OpenAI's involvement in funding FrontierMath, a leading AI math benchmark, only came to light when the company announced its record-breaking performance on the test. Now, the benchmark's developer Epoch AI acknowledges they should have been more transparent about the relationship.
FrontierMath, introduced in November 2024, tests how well AI systems can tackle complex mathematical problems that require advanced reasoning and problem-solving skills - the kind of tasks that typically stump even the most sophisticated AI systems. The benchmark's problems were created by a team of over 60 leading mathematicians.
The connection between OpenAI and FrontierMath emerged on December 20, the same day OpenAI unveiled its new o3 model. The system achieved an unprecedented 25.2 percent success rate on the benchmark's challenging math and logic problems - a massive jump from previous models that couldn't solve more than two percent of the questions.
Epoch AI, which developed the benchmark, had signed an agreement preventing them from revealing OpenAI's financial support until o3's announcement. They acknowledged the connection in a footnote after updating their research paper for the fifth time, simply stating: "We gratefully acknowledge OpenAI for their support in creating the benchmark."

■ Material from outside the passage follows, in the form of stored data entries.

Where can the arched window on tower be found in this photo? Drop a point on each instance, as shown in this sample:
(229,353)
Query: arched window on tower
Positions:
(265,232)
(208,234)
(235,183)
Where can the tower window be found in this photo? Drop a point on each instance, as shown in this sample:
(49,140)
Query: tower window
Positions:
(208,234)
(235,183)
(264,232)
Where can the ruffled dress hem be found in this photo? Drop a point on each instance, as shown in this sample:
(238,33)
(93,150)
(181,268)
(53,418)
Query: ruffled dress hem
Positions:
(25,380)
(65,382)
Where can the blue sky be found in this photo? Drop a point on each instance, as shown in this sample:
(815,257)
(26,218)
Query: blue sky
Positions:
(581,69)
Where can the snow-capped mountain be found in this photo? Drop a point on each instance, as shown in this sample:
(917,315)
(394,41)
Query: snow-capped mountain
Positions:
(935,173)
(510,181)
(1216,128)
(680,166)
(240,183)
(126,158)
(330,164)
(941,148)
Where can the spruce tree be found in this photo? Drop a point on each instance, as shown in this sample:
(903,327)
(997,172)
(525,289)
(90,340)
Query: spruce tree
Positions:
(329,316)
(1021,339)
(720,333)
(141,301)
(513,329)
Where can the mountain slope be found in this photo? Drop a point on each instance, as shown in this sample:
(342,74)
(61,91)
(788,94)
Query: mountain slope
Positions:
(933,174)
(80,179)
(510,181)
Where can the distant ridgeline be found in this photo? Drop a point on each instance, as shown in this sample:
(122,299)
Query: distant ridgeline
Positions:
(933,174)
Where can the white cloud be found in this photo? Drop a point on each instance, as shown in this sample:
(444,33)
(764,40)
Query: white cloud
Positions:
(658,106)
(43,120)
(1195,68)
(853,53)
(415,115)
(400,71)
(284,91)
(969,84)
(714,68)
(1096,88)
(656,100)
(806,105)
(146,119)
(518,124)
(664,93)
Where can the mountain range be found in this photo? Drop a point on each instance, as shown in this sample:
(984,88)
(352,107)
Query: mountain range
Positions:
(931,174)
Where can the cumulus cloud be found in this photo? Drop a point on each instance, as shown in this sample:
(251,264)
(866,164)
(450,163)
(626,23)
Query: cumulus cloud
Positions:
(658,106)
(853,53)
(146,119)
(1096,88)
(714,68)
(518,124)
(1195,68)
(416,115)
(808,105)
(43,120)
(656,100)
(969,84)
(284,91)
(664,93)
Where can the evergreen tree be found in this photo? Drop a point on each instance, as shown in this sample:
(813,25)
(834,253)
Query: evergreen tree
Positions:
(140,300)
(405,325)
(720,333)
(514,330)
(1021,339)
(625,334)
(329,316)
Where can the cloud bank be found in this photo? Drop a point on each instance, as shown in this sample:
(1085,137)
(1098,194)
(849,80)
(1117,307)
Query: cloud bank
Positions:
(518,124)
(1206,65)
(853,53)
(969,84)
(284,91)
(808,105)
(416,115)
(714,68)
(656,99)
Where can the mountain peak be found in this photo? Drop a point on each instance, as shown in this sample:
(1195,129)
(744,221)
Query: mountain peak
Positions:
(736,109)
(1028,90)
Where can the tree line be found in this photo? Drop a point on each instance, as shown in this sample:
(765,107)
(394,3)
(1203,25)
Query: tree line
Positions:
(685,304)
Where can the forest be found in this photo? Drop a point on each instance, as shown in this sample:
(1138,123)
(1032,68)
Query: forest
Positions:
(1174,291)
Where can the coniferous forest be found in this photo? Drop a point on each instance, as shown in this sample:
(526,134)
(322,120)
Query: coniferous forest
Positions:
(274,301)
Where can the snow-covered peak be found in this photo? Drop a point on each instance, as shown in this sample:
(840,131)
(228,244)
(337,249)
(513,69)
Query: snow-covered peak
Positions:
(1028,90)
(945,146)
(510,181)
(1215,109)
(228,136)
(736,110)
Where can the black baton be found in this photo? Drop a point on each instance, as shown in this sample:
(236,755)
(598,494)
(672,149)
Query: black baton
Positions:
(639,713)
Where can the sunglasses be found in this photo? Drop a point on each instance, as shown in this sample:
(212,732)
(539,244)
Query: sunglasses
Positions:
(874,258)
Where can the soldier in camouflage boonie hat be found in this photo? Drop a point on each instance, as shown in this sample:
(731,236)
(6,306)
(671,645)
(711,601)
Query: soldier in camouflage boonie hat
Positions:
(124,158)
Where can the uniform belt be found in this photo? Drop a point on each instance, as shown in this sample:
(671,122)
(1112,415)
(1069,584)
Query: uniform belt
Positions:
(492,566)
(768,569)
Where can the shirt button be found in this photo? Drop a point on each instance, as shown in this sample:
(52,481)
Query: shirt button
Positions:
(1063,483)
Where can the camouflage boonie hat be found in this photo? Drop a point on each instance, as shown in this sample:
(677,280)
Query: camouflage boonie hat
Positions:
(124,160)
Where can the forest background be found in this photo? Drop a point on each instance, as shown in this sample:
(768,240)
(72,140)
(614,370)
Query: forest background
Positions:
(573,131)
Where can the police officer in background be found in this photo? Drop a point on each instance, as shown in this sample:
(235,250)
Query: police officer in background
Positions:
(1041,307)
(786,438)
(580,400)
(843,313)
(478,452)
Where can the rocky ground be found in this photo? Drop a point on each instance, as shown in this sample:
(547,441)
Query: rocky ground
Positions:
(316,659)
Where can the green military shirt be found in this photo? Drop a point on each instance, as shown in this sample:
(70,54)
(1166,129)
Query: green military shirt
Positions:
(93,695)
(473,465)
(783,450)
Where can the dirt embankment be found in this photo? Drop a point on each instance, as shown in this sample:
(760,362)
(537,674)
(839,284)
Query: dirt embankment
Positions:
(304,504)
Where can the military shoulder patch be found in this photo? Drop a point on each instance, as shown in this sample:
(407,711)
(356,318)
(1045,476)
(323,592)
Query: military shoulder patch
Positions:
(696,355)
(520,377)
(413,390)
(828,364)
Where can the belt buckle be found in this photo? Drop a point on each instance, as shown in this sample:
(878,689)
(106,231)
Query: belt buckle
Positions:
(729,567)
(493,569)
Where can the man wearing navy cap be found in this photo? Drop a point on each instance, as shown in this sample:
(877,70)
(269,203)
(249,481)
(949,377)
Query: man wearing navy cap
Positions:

According to a post on LessWrong, the more than 60 mathematicians who helped create the benchmark problems remained in the dark about OpenAI's involvement - even after o3's announcement. While these experts had signed non-disclosure agreements, the agreements only covered keeping the problems themselves confidential. Most believed their work would stay private and be used exclusively by Epoch AI, according to the post.
OpenAI has access to "much but not all" FrontierMath benchmark data
Tamay Besiroglu from Epoch AI admits they made mistakes. "We should have pushed harder for the ability to be transparent about this partnership from the start, particularly with the mathematicians creating the problems," he writes.
According to Besiroglu, OpenAI got access to many of the math problems and solutions before announcing o3. However, Epoch AI kept a separate set of problems private to ensure independent testing remained possible.
They also made a verbal agreement with OpenAI that prohibits the company from using the materials to train their models - a safeguard against gaming the benchmark and preventing the problems from becoming public.
"For future collaborations, we will strive to improve transparency wherever possible, ensuring contributors have clearer information about funding sources, data access, and usage purposes at the outset," Besiroglu writes.
While this lack of transparency doesn't undermine the benchmark's quality or significance per se, such an important tool for AI evaluation deserved complete openness from the start, especially since mathematical reasoning is a major weakness of language models and improved logical performance could signal a breakthrough.
"I believe OAI has been accurate with their reporting on it, but Epoch can't vouch for it until we independently evaluate the model using the holdout set we are developing," writes Epoch AI lead mathematician Elliot Glazer.
The situation highlights how complex AI benchmarking has become - creating these benchmarks is expensive and intricate work. While test results can be difficult to translate into real-world performance and depend heavily on testing methods and model optimization, these same results play a crucial role in attracting attention and investment.